The conclusion i s that fitting with general formulas is a useful and flexible approach that must often be supplemented for extrapolation and conversion applications. The supplemental procedures may not be too difficult to implement. So, in the end, from a practical perspective, not too much should be made of the need to introduce them. However, it would be more convenient to have a model of loss development that would automatically handle extrapolation and conversion. Such a model would not start with a formula for age-to-age factors, but would instead be based on percent of ultimate or age-to-ultimate curves having an explicit dependence on the underlying exposure period.

Models such as this have been previously proposed. Yet they have not been widely adopted. Why? We speculate the reluctance stems from two essential areas of concern. First, there may be questions about the theoretical underpinnings of such models. Second, there may be doubts about whether the proposed models are practical.

In order to address these concerns, we will present a general, yet accessible, conceptual foundation for exposure dependent percent of ultimate models. We will start by relating an exposure period, such as an accident year or policy year, to an associated distribution of accident date lags. The accident date lag for a claim is defined as the length of time from the start of the exposure period to the accident date. We will show that the familiar parallelogram or rectangle diagram representation of an exposure period can be readily converted into a graph of the density of this accident date lag random variable. The cumulative distribution of the accident date lag may be identified with the percent of premium earned to date assuming the earning of premium corresponds exactly to the exposure to loss. We will argue that under certain conditions the percent of ultimate loss development curve may be expressed as the cumulative distribution of the sum of the accident date lag random variable plus another random variable that summarizes the claims process. The claims process in this context includes the delay between the accident date and report date, as well as the changes in the valuation of a claim and the time lags between these valuation changes. Perhaps the key insight underlying this construction is that exposure dependence can be isolated in the accident lag distribution.
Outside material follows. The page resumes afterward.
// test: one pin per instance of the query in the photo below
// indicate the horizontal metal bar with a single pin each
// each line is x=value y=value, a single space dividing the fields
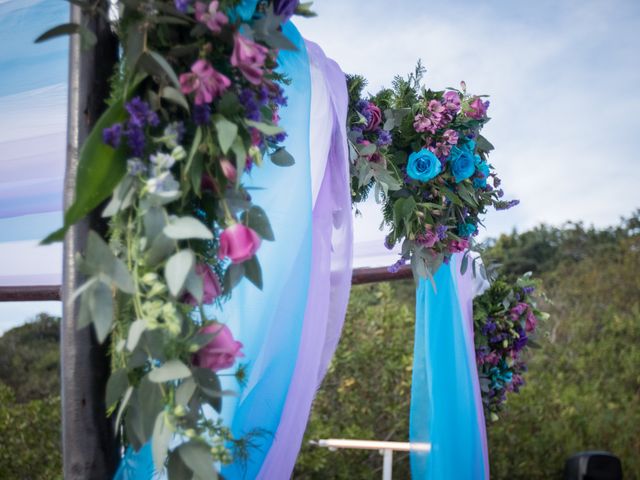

We will then turn to applications. We will use the model to simulate patterns for different exposure periods, derive a convenient accident period development formula, fit and convert patterns, extend the average date of loss approximation, and approximate a converted pattern as the weighted sum of shifted versions of the original pattern. In the end we will hope to have shown that exposure dependent percent of ultimate models are not only pleasing to the theorist, but also useful to the practical actuary.